(di Paolo Petroni)
Davide Enia entra in scena a seguito
di un incidente con le stampelle e un tutore alla caviglia e
sembra fatto apposta per uno spettacolo intitolato a 'Roberto
Baggio', anche se non si tratta del ginocchio, che il giocatore
si ruppe due volte, sempre dato per finito e tornato invece ogni
volta in campo a far goal o sbagliarli, come il rigore del 1984
per cui l'Italia perse i mondiali. Il monologo racconto, nato
per il festival Stadium der Traume a Monaco di Baviera, ha
aperto la stagione del restaurato Nuovo Teatro Ateneo della
Sapienza a Roma, dove all'inizio Guido Di Palma ha ricordato
Glauco Mauri, che all'Ateneo, con Roberto Sturno, aveva la
scorsa stagione aperto un laboratorio cui aveva lavorato con la
solita inflessibile professionalità, anche dopo la scomparsa del
compagno, sino a primavera.
Il vero protagonista, però, del lavoro di Enia, non è il
calciatore, ma il medico anestesista Roberto Baggio, che ha
lavorato una vita negli ospedali da campo in zone di guerra
dall'Afghanistan all'Iraq e ne porta la testimonianza allo
scrittore-attore in tutto il suo orrore.
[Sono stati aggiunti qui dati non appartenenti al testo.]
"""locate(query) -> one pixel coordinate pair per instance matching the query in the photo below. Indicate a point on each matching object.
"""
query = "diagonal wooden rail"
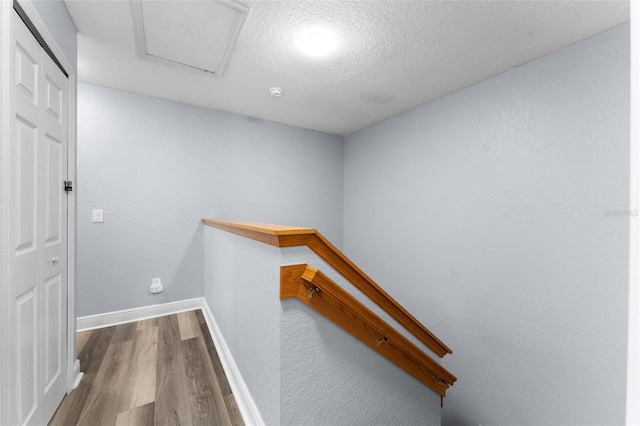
(315, 289)
(290, 236)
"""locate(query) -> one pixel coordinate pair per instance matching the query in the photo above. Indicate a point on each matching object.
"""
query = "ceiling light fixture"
(316, 41)
(276, 91)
Questa omonimia però
finirà per essergli utile, dargli paradossalmente coi malati più
autorevolezza, essere una sorta di passepartout, come il
calciatore lo era per Gino Strada, che unico riusciva a passare
tutti blocchi stradali militari mostrando una foto di sé
abbracciato proprio con il campione, un idolo internazionale.
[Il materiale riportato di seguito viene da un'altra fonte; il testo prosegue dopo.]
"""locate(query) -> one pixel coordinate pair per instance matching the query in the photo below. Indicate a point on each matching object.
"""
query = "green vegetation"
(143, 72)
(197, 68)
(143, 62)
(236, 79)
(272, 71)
Il testo di Enia è scritto con la sua solita maestria (e
leggete i suoi libri se lo amate), con leggerezza e nessuna
superficialità, raccontando tutto, meraviglie e orrori, calcio e
guerra, usando le prodezze, le azioni, i goal, gli errori del
calciatore, con il suo buddismo e apertura alla presa di
coscienza profonda, come metafore per l'impegno, gli ostacoli,
le decisioni dei medici al fronte, quando viene voglia di
lasciar perdere tutto, quando arriva la crisi che, prima o poi,
prende chiunque sia costretto a confrontarsi giornalmente con
cose terribili.
Il Baggio anestesista racconta di angoscia, pianto,
disperazione del proprio lavoro. Allora ecco bambini
orrendamente amputati, bambini uccisi uno dopo l'altro con un
colpo in fronte, bambini riempiti di cocaina e mandati a far
stragi nei loro villaggi, bambine stuprate orrendamente e
mutilate a pezzi se resistono, finché non cedono. Un lavoro
comunque di cui si vive la necessità, perché offre l'unico punto
di riferimento in quelle zone e situazioni, perché si ricovera
chiunque e un talebano e un pasdaran possono ritrovarsi in due
letti accanto dopo essersi sparati e finire per parlarsi e
giocare a scacchi assieme. Il fatto è che "la guerra rende
possibile e consueto l'inimmaginabile" e succede di tutto, dalla
madre che ripara col proprio corpo il figlioletto e lei viene
passata da parte a parte da un proiettile che non le fa
praticamente niente e arriva dritto al cuore del bambino o la
storia di Shirin, salvata dalle ustioni di una mina antiuomo con
cure lunghe e dolorosissime, che sopporta senza un lamento,
andando a incoraggiare altri ragazzini nell'ospedale, e un
giorno, rimandata a casa, tornerà dopo un mese cadavere, colpita
nel giardino di casa da un cosiddetto proiettile vagante.
Enia racconta, parla anche di sé e di proprie crisi di ansia,
di una Iliade interiore e della scrittura come allenamento per
non soccombere, e assieme riferisce le parole del dottor Baggio,
in modo piano umanamente partecipato profondamente, senza
eccessi interpretativi o retorica alcuna, così che l'effetto è
fortissimo, lo spettatore trattiene il fiato, è coinvolto dal
racconto, che pure è al fondo più altamente narrativo,
affabulatorio, che costruito teatralmente. E allora la fine è
quasi liberatoria e gli applausi sono calorosi e lunghi.
Il prossimo appuntamento a Roma lo annuncia allora dal 20
maggio al primo giugno al Teatro India col nuovo lavoro
'Autoritratto', che parte a dicembre in Romagna poi va al
Piccolo di Milano dal 25 marzo e a Torino al Carignano dal 3
giugno, per citare le tappe più importanti.